Lycorine inhibits Ang II-induced heart remodeling and inflammation by suppressing the PI3K-AKT/NFκ B pathway

Background: Ang II induces hypertensive heart failure (HF) via hemodynamic and non-hemodynamic actions. Lycorine (LYC) is an alkaloid derived from Lycoris bulbs, and it possesses anti -cardiovascular disease -related activities. Herein, we explored the potential LYC-mediated regulation of Ang II -induced HF. Methods: Over 4 weeks, we established a hypertensive HF mouse model by infusing Ang II into C57BL/6 mice using a micro -osmotic pump. For the final two weeks, mice were administered LYC via intraperitoneal injection. The LYC signaling network was then deduced using RNA sequencing. Results: LYC administration strongly suppressed hypertrophy, myocardial fibrosis, and cardiac inflammation.
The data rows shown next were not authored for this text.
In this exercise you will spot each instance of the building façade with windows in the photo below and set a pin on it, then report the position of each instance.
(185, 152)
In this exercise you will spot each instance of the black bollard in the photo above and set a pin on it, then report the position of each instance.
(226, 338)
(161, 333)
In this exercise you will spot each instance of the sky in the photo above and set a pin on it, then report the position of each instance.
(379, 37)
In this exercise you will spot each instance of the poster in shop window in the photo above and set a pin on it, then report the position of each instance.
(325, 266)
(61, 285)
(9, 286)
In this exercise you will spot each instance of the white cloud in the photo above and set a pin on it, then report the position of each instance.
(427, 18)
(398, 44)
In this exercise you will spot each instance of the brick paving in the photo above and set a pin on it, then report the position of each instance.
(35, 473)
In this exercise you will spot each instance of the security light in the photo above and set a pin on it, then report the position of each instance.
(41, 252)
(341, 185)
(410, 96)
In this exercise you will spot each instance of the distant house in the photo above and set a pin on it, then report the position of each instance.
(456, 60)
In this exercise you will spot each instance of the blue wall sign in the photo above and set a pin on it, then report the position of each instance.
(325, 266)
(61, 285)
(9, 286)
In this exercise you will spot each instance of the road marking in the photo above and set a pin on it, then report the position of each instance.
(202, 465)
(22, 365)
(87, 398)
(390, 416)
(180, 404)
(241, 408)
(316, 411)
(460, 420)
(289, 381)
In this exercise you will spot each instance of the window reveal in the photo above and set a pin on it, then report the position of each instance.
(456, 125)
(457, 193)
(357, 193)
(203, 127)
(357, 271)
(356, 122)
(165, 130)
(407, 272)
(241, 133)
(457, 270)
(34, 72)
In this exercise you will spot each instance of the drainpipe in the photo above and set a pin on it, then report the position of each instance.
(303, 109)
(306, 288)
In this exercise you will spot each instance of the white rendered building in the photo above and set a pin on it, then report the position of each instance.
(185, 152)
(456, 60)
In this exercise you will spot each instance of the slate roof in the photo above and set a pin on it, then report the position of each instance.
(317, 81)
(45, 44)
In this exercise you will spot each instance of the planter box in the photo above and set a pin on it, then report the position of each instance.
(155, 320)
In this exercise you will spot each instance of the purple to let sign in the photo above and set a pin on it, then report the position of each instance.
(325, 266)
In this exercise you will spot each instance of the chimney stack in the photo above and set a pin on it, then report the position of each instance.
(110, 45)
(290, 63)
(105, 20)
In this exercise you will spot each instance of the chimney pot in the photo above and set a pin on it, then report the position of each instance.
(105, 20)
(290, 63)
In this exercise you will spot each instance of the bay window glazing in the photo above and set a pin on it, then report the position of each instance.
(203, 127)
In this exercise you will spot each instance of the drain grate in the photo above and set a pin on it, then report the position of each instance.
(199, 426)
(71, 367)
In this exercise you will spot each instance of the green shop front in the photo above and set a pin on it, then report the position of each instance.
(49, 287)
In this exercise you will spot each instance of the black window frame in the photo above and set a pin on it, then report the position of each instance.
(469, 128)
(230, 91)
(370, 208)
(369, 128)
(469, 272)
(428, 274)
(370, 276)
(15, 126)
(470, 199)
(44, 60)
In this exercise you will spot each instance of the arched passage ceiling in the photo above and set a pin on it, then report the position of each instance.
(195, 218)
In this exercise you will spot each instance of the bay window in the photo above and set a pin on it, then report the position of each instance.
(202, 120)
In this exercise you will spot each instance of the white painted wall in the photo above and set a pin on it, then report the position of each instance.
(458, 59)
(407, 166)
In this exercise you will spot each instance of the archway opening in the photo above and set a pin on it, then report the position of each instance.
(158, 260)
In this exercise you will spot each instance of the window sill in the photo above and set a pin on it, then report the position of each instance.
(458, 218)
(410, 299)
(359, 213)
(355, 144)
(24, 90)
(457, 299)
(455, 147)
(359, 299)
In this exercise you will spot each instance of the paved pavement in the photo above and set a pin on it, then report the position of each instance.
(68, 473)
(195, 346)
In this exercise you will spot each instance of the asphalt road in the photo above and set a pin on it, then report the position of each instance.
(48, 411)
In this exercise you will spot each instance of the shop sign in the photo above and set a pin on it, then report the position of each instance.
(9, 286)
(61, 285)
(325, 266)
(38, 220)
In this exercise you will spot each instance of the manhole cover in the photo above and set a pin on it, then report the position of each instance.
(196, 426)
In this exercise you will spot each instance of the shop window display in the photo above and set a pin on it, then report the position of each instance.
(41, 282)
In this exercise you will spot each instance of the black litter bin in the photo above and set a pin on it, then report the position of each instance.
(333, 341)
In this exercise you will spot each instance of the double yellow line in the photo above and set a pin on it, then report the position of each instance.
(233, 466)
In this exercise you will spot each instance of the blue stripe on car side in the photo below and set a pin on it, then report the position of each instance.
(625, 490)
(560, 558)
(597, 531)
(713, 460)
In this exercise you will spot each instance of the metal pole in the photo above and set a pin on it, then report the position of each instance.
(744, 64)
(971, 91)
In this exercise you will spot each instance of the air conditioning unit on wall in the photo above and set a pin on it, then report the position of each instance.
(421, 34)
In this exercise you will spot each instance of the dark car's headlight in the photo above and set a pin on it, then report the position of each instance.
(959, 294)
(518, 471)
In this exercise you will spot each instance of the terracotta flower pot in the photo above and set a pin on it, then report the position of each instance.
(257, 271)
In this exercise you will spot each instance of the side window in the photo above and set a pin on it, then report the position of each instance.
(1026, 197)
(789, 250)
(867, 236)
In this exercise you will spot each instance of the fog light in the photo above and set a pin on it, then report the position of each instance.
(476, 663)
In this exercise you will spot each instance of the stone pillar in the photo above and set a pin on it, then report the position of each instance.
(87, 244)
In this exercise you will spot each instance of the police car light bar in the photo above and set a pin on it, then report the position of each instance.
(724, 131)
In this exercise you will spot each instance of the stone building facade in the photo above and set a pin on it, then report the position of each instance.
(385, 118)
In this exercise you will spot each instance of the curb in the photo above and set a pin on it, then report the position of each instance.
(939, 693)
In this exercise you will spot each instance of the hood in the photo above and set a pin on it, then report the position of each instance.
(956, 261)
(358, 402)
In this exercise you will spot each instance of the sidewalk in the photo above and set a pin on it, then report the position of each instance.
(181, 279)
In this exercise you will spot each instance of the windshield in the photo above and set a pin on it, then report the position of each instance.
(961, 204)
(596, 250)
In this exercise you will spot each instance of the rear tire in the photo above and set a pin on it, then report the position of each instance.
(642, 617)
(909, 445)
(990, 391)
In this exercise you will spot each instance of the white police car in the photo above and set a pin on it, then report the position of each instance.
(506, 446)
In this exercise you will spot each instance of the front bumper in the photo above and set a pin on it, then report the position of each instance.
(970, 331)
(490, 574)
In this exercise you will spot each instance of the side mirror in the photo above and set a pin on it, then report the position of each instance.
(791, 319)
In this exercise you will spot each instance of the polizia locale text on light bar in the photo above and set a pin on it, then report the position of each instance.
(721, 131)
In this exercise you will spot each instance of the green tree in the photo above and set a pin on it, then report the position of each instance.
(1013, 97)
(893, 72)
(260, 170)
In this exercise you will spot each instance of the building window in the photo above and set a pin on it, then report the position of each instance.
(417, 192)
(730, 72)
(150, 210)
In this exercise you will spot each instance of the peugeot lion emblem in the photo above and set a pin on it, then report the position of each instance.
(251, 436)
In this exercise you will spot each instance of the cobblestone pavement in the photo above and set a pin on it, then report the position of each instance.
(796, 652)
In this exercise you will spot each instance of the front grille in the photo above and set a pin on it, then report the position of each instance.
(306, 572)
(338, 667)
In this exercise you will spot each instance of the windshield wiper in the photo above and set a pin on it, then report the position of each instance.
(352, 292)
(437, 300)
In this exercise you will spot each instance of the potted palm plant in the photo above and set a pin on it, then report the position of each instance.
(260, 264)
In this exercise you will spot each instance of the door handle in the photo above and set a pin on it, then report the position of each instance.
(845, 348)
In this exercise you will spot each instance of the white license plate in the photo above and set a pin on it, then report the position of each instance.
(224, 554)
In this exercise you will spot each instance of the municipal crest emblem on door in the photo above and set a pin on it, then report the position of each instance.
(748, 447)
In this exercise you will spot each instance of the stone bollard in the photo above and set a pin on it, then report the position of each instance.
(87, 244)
As a result, it minimized heart dysfunction while causing no changes in blood pressure. The Nuclear Factor kappa B (NF- kappa B) network/phosphoinositol-3-kinase (PI3K)-protein kinase B (AKT) was found to be a major modulator of LYC-based cardioprotection using RNA sequencing study. We further confirmed that in cultured cardiomyocytes and mouse hearts, LYC reduced the inflammatory response and downregulated the Ang II -induced PI3K-AKT/NF kappa B network. Moreover, PI3K-AKT or NF- kappa B axis depletion in cardiomyocytes completely abrogated the antiinflammatory activities of LYC. Conclusion: Herein, we demonstrated that LYC safeguarded hearts in Ang II -stimulated mice by suppressing the PI3K-AKT/NF kappa B-induced inflammatory responses. Given the evidence mentioned above, LYC is a robust therapeutic agent for hypertensive HF.